Anche Banca Marche è rimasta coinvolta dalle indagini relative all’operazione “Controsenso” condotte dalla Guardia di Finanza di Rimini e che ha portato alla denuncia di 13 persone per bancarotta fraudolenta oltre ad un sequestro di 17 milioni di euro per equivalente. Secondo gli inquirenti Banca Marche, assieme ad altri due istituti italiani (Unicredit e Carim) e ad uno sanmarinese (Bac), avrebbe distratto grosse somme di denaro sotto forma di finanziamenti ipotecari dal fallimento della Make srl, che commercializzava il marchio Titan Bagno, colosso sammarinese finito in liquidazione e che aveva maturato una forte esposizione con le banche del Titano.

Sono stati denunciati per bancarotta fraudolenta l’amministratore di diritto e quello di fatto della srl che nel 2009 aveva trasferito l’attività da San Marino a Coriano – con un percorso inverso rispetto a quello di tante altre aziende e da cui ha preso nome l’operazione delle Fiamme Gialle – per ottenere, secondo l’accusa, un finanziamento necesserio ad acquistare e trasferire in Italia i beni di due società sammarinesi insolventi, riconducibili ai due indagati. Con decreto d’urgenza richiesto dal Pm Gengarelli e tramite rogatoria internazionale a San Marino, sono stati sottoposte a misura cautelare 10,5 milioni di euro e 16 automezzi. Per gli indagati anche le accuse di ricorso abusivo al credito e di bancarotta preferenziale visto che avrebbero fatto ricorso a pagamenti preferenziali attraverso la cessione di crediti societari verso fornitori e agenti, arrivando anche ad alienare un immobile a Moena per saldare un debito ad un fornitore.

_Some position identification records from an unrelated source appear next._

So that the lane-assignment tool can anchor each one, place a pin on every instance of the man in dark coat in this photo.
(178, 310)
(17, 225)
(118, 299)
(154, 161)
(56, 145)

Nel prosieguo delle indagini sarebbe emerso anche il coinvolgimento degli istituti di credito bancari, tra cui anche l’istituto marchigiano, che – vantando un elevato credito nei confronti delle società coinvolte – avevano accordato nel 2011 finanziamenti per 6,7 milioni all’azienda di Coriano, garantendosi con ipoteche. Finanziamenti che sarebbero stati usati dall’azienda per acquisire i beni delle società sammarinesi sottraendoli al fallimento sul Titano. Le banche così si sarebbero garantite, con un simulato privilegio, il rientro dei mutui concorrendo però nel reato di bancarotta preferenziale. Al termine delle indagini il Gip Ardigò ha dunque disposto anche il sequestro, a carico delle banche, dell’ammontare del finanziamento concesso all’azienda fallita. Tra gli indagati anche un dipendente di una filiale di Banca Marche. Secondo quanto ha dichiarato alla stampa sanmarinese il direttore e amministratore delegato della Bac, la banca della Repubblica del Titano coinvolta nell’inchiesta, gli istituti non sarebbero rientrati di niente dall’operazione.  “Il piano”, avrebbe dichiarato, “era finalizzato alla tutela del progetto imprenditoriale dell’azienda”.